Synaptics Touchpad on FreeBSD.

Good luck.


----------



## JavaScriptDude (Jun 3, 2014)

Thanks youngunix. FreeBSD has the same issue and I am currently debugging with FreeBSD. PC-BSD uses FreeBSD as the base so this makes sense.

The issue lies in the FreeBSD kernel and how it is detecting the Synaptics touchpad on my laptop and I have verified this and narrowed down to psm.c.

The biggest challenge is that psm.c has some debug lines that I cannot get to write to logs. I have since been adding custom logging and building a custom kernel to get around this and made some progress.


----------



## JavaScriptDude (Jun 3, 2014)

Update on progress...

The procedure that is gating is the procedure _psm.c::enable_synaptics()_. There is a check after calling _get_mouse_status(kbdc, status, 0, 3)_ for _status[1]_ for hex value _0x47_. Interestingly, a similar check is in the linux kernel in _synaptics.c::synaptics_detect()_.

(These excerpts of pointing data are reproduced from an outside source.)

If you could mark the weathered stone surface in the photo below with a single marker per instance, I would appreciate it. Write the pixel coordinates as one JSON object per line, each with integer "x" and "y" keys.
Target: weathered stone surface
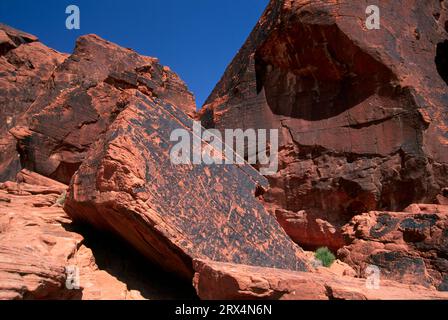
{"x": 25, "y": 66}
{"x": 410, "y": 247}
{"x": 38, "y": 241}
{"x": 362, "y": 113}
{"x": 84, "y": 95}
{"x": 174, "y": 213}
{"x": 225, "y": 281}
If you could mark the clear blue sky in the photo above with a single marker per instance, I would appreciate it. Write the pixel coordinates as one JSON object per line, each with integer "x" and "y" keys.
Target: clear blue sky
{"x": 196, "y": 38}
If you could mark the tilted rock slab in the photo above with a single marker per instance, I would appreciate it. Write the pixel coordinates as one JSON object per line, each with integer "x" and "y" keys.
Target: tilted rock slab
{"x": 362, "y": 113}
{"x": 410, "y": 247}
{"x": 225, "y": 281}
{"x": 174, "y": 213}
{"x": 83, "y": 97}
{"x": 37, "y": 245}
{"x": 25, "y": 66}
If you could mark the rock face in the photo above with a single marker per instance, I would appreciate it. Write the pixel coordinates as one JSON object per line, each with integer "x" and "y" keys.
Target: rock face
{"x": 38, "y": 241}
{"x": 174, "y": 213}
{"x": 362, "y": 113}
{"x": 225, "y": 281}
{"x": 85, "y": 94}
{"x": 410, "y": 247}
{"x": 25, "y": 66}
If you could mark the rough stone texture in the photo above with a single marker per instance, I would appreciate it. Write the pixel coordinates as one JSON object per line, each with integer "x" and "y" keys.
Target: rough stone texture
{"x": 174, "y": 213}
{"x": 83, "y": 96}
{"x": 225, "y": 281}
{"x": 362, "y": 113}
{"x": 25, "y": 66}
{"x": 410, "y": 247}
{"x": 38, "y": 241}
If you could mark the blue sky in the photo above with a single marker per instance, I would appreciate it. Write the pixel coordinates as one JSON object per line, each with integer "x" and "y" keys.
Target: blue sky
{"x": 196, "y": 38}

The odd thing about my HP is that it is returning status[1]=0x46 and the code is deciding its not a synpatics touchpad as a result.

I searched the code to see how much impact it would be just to make a tweak to bypass that 0x47 gate but there is a bunch of more similar checks and some bitmasking logic against _status[1]_ so tweaking is likely not the answer. 

Does anybody know about _atkbdc.c::read_aux_data()_ which is the source for the status values in psm.c?

Any hints would be appreciated.


----------



## blackmamba (Oct 19, 2015)

Have the same problem with HP Probook 4520s.


----------